Il est donc inutile, à ce stade, de s'étendre davantage sur la question.

La première lecture de ce texte, le 8 octobre 2020, a précédé l'expression publique du mal-être des sages-femmes et l'inquiétante crise des vocations. Mécontentes de leurs conditions de travail, multipliant depuis le début de l'année grèves et manifestations, les sages-femmes exigent la reconnaissance professionnelle de leurs mérites, alors que leur programme de formation est très lourd. L'accord conclu lundi dernier entre le Gouvernement et les syndicats hospitaliers était nécessaire. Il est particulièrement bienvenu : la réalité des tâches des sages-femmes doit enfin être reconnue et leur formation doit s'adapter en conséquence. Le métier des sages-femmes les confronte, dans les grandes maternités, aux accouchements difficiles, aux grossesses à risque et aux situations de détresse.

L'article 1er bis , introduit en commission dès la première lecture, étend la compétence des sages-femmes aux IVG chirurgicales, traduisant ainsi une des recommandations du rapport d'information sur l'accès à l'IVG que notre collègue Marie-Noëlle Battistel et moi-même avons rendu. Des amendements votés depuis l'examen du texte en première lecture ont permis d'insister sur la nécessaire prise en considération de la dimension médicale de la profession des sages-femmes, tant en matière de formation que de rémunération ou de statut. Nous devons accompagner ces professionnelles.

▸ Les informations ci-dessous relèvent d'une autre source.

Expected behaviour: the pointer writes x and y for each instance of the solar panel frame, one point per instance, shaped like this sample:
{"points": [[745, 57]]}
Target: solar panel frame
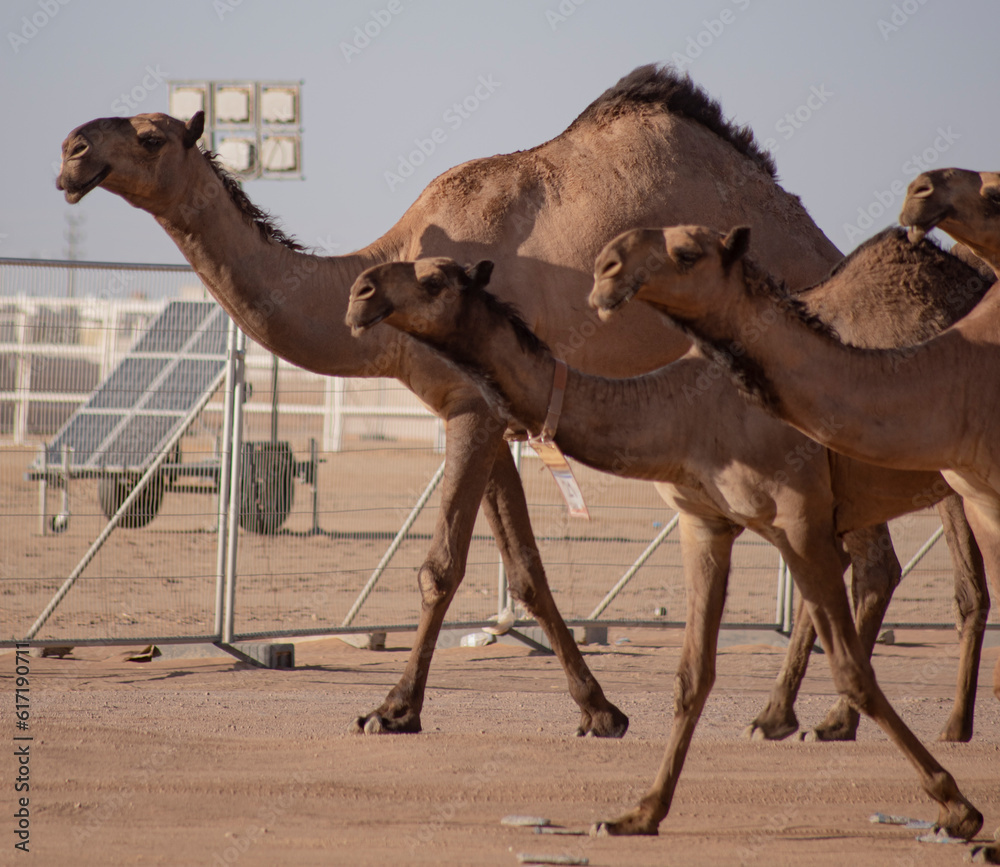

L'examen du texte permettra de revenir dans le détail sur l'ensemble des mesures proposées.

Dans un monde idéal, tel que certains l'ont théorisé – le rendant ainsi possible, malgré tout –, la somme des préjugés qui pèsent sur la vie des femmes serait faible, au point que l'éducation sexuelle s'enseignerait de façon générale et adaptée. La pleine disposition de son corps deviendrait un droit. La pratique contraceptive serait parfaitement et individuellement régulée. La liberté des femmes s'accomplirait mieux. Ce monde idéal n'est malheureusement pas le nôtre. C'est pourquoi il nous revient, en tant que législateurs, d'agir sur le réel et de faciliter, par la loi, l'émancipation des femmes.

Vous l'aurez compris, le groupe La République en marche, dans le respect des opinions de chacun, votera majoritairement en faveur de cette proposition de loi.